DeGorter had been on the losing end of a summary judgment ruling by Judge Murphy, in June 2014, before Judge Murphy’s retirement.  After Judge Bledsoe succeeded to what was remaining of the case, DeGorter moved for reconsideration of the summary judgment ruling.

Of course, DeGorter immediately ran into the buzz saw of the principle that:

‘[o]ne superior court judge may only modify, overrule, or change the order of another superior court judge where the original order was (1) interlocutory, (2) discretionary, and (3) there has been a substantial change of circumstances since the entry of the prior order.’

Op. ¶33 (quoting Taidoc Tech Corp. v. OK Biotech Co., Ltd., 2014 NCBC 48 at ¶11)

So what was the "substantial change in circumstances" offered by DeGorter in support of his Motion for Reconsideration?  It was pretty skimpy.  He said that a new Judge had been appointed and that he had filed a Motion for Reconsideration before the new Judge.  Judge Bledsoe said that accepting those things as a basis for changing Judge Murphy’s previous order was insufficient because it would "open the floodgates’ and invite reconsideration of numerous matters decided in the months preceding [his] appointment."  Order ¶35.

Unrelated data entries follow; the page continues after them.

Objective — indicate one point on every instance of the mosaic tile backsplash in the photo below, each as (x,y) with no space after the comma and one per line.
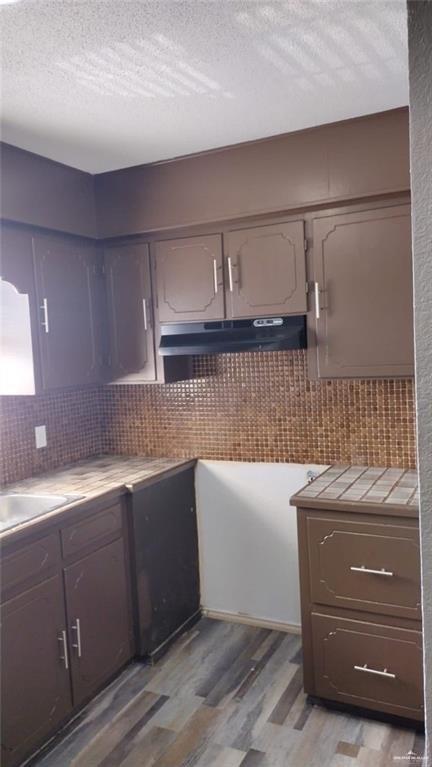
(74,431)
(257,406)
(261,406)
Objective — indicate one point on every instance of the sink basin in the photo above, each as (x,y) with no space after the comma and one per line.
(16,509)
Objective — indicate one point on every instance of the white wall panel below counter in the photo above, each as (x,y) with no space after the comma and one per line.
(248,539)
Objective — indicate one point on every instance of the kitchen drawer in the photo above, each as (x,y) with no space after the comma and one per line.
(343,552)
(29,565)
(368,665)
(93,531)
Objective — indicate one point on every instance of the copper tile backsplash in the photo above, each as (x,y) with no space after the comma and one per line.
(261,406)
(73,421)
(257,406)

Judge Bledsoe refused to tamper with Judge Murphy’s Order.

So if you are thinking of taking a stab at having one of Judge Murphy’s rulings changed or overruled by the Judge taking over his case, you probably shouldn’t bother.  Your chances of getting a Business Court Judge to do that are pretty slim.

Also, making a post-judgment Motion to Amend your Complaint is unlikely to be successful.  DeGorter sought to add by amendment a new claim for conspiracy, which would have rested on the claims of constructive fraud and negligent misrepresentation on which summary judgment had been granted.  The  Judge ruled that although a Motion to Amend following summary judgment was not necessarily prohibited (Op. ¶46), the allowance of this Motion would, in effect, result in an overruling of Judge Murphy because the dismissed claims would need to be the basis for the conspiracy claim. Op. ¶48.

But bit as probably fatal to the effort to add a conspiracy claim when, as Judge Bledsoe observed: "in North Carolina ‘there is no such thing as a civil action for conspiracy." Op. ¶50 (quoting Reid v. Holden, 242 N.C. 408, 414, 88 S.E.2d 125, 130 (1955)).

Don’t like a now-retired Business Court Judge’s ruling?  You are probably stuck with it.